The one thing the guidance must never become is a political tool, bent and morphed to fit the latest Government imperative. Yet that is exactly what appears to have happened with the release of the latest provisional version, and its hugely contentious suggestionthat GPs should have an ethical duty to persuade patients to return to work.
Under the current wording, doctors will be considered to have ‘a duty to encourage patients with long-term conditions to stay in, or return to, employment’. The GMC has apparently agreed to look again at that wording, but not at the principle it describes. Getting patients back to work is now to be considered a fundamental part of what being a doctor is about, alongside recommendations on confidentiality, patient consent, the doctor-patient relationship and the need to be ‘honest and trustworthy’.

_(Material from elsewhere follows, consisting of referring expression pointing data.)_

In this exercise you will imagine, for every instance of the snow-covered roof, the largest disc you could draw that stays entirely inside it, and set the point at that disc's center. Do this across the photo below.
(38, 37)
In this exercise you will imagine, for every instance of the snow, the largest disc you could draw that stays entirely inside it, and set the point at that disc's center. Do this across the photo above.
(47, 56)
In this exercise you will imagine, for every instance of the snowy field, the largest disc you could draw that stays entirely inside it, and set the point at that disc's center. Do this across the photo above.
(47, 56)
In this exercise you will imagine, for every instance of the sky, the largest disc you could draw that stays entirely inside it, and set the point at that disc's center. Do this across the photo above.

There is a good range of evidence to suggest that in many patients who are out of work through illness – though not all – returning to work can be beneficial for their mental and physical health. Most GPs would accept it is good practice to play a role in aiding return to work, if it feels the right thing to do for that individual, and always provided there is some prospect of work for the patient to be encouraged into. But accepting that work is often a good thing is a chasm away from agreeing that to promote it should be a universal duty, and failure to do so a matter for the regulator. Can doctors who fail to chase their patients to the job centre or challenge requests to be signed off sick really expect a GMC letter on their doorstep?

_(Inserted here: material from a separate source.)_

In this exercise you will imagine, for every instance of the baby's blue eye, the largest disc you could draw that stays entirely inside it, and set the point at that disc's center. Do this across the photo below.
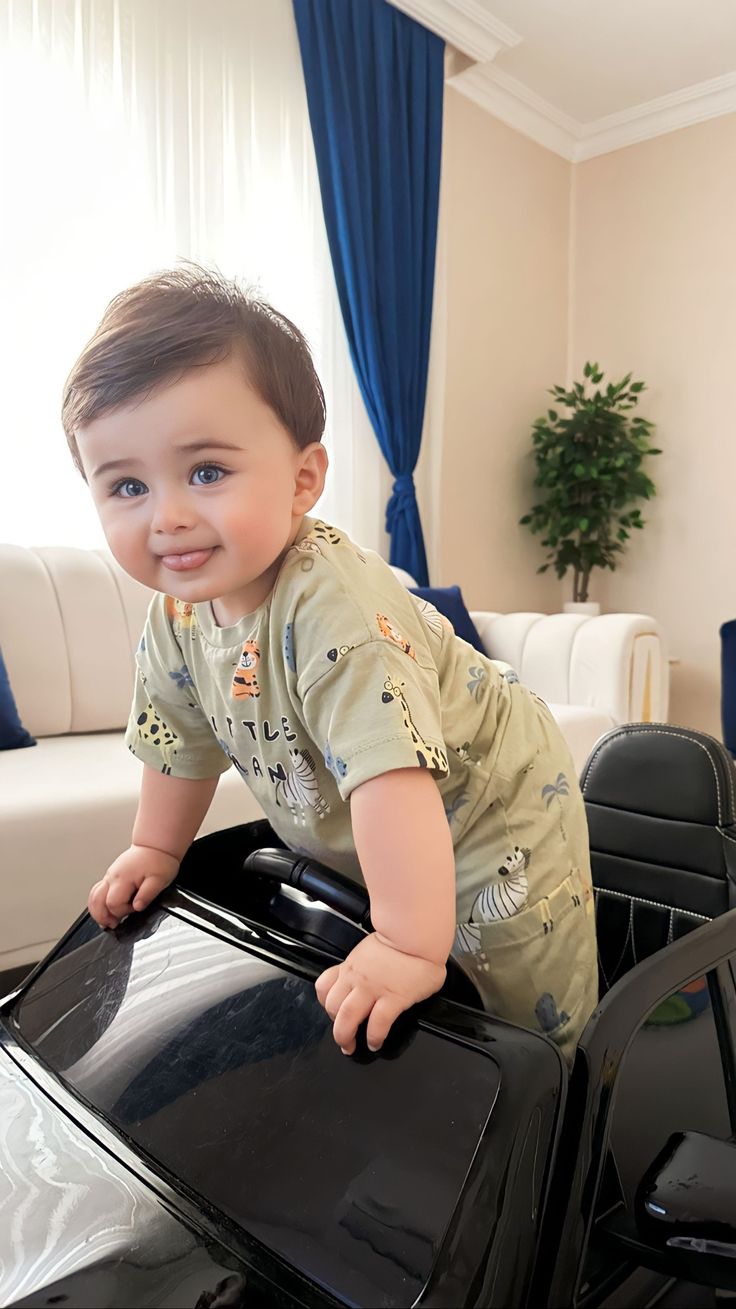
(130, 488)
(207, 474)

It is on one level simply ridiculous for the GMC to make a recommendation on such a specific aspect of a patient’s care – akin to making it an ethical duty to control a patient’s blood glucose or apply new guidance on ambulatory blood pressure monitoring. And does the ethical duty lapse if the evidence changes?
But it is more sinister than that. The GMC may deny it expects doctors to become ‘policemen of the state’, but its new advice seems to be driven far more by the political obsessions of today than anything to do with the immutable principles of medicine.